United Way will connect volunteers to a particular site based on their preferred location schedule. Volunteers will undergo a background screening and receive training in the curriculum selected for their region prior to being assigned a reading pal. Volunteers will continue to work with children in ReadingPals throughout 2013.

Those interested in becoming ReadingPals volunteers should contact United Way Suncoast. Interested prospective volunteers should contact Nicole Brown, Program Manager, ReadingPals, by calling 813-274-0998 or emailing her at nbrown@uwsuncoast.org.  She encourages volunteers to become a part of the program.  “Great readers eventually become great leaders,” said Ms. Brown.

Volunteers will commit to reading for at least an hour per week throughout the school year with one, two or three children. The program uses proven techniques to meet the needs of each community. Volunteers will read a book out loud, guiding children through literacy activities and general conversations about the book. The program also begins to build home libraries for participating children by sending books home throughout the school year.

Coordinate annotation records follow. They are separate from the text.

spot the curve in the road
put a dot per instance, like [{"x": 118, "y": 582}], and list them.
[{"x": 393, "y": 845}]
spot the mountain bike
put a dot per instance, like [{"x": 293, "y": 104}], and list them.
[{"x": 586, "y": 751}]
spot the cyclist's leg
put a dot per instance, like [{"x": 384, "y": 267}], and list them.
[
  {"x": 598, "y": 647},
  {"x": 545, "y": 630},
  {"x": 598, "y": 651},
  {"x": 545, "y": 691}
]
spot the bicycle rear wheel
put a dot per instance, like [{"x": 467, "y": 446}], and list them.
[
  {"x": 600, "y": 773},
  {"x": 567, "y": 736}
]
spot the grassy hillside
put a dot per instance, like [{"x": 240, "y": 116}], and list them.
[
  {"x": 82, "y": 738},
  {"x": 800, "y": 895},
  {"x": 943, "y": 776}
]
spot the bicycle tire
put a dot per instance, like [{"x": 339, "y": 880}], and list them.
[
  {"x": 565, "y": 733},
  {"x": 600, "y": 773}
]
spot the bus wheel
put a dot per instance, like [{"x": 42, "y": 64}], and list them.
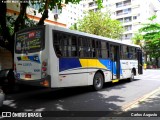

Children who read at grade level by the fourth grade are four times more likely to graduate from high school. Graduates earn more throughout their lifetime, make better choices, use fewer social services and statistically are more likely to stay out of trouble.

“United Way Suncoast is working with local school districts, early learning coalitions, children’s services councils and other children’s organizations to help students from pre-kindergarten to third grade,” said Diana Baker, president and CEO of United Way Suncoast. “Through Carol and Barney Barnett’s generosity, we will be able to recruit hundreds of local adult volunteers and launch the program in some of the most challenged public schools and neighborhoods.”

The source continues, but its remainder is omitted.